Diabetes Technology & Therapeutics | 2008
Gunn B.B. Kristensen; Grete Monsen; Svein Skeie; Sverre Sandberg
BACKGROUND Instruments for self-monitoring of blood glucose (SMBG) should undergo a standardized evaluation including a user-test before being marketed. In this study the results from standardized evaluations of nine different SMBG instruments are presented, and the standardized evaluation is discussed. METHODS Approximately 80 diabetes patients using three lots of test strips participated in each evaluation. Half of the patients were educated in how to use the meter, and the evaluations were carried out by both medical laboratory technologists (MLTs) and patients. Questionnaires were used to assess the user manual and the user-friendliness of the instrument.
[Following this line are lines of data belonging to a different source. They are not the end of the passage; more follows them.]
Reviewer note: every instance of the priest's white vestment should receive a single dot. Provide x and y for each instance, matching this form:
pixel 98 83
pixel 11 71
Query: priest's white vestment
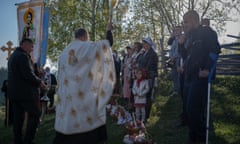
pixel 86 78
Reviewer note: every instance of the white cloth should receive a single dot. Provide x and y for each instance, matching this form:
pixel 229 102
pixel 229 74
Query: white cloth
pixel 140 92
pixel 86 77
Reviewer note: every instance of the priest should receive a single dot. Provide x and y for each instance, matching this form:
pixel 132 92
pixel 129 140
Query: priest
pixel 86 78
RESULTS The imprecision obtained by the patients (coefficients of variation [CVs] of 3.2-8.1%) were generally higher compared to that by the MLT (CVs of 2.3-5.9%). Three of the nine instruments did not achieve the quality goal based on the recommendation in the International Organization for Standardizations ISO 15197 guideline in the hands of diabetes patients. The bias from the comparison method ranged from -10.4% to +3.2%. There were significant lot-to-lot variations and hematocrit effects for some of the instruments. Temperature difference between the instruments and the test strip caused deterioration of the quality in one instrument. The user-friendliness was in general acceptable. CONCLUSIONS The quality of instruments for SMBG seems to have improved during recent years, although there are still analytical problems. A standardized evaluation protocol is necessary and should be regularly revised taking into account the development of new technology and the needs of the patients.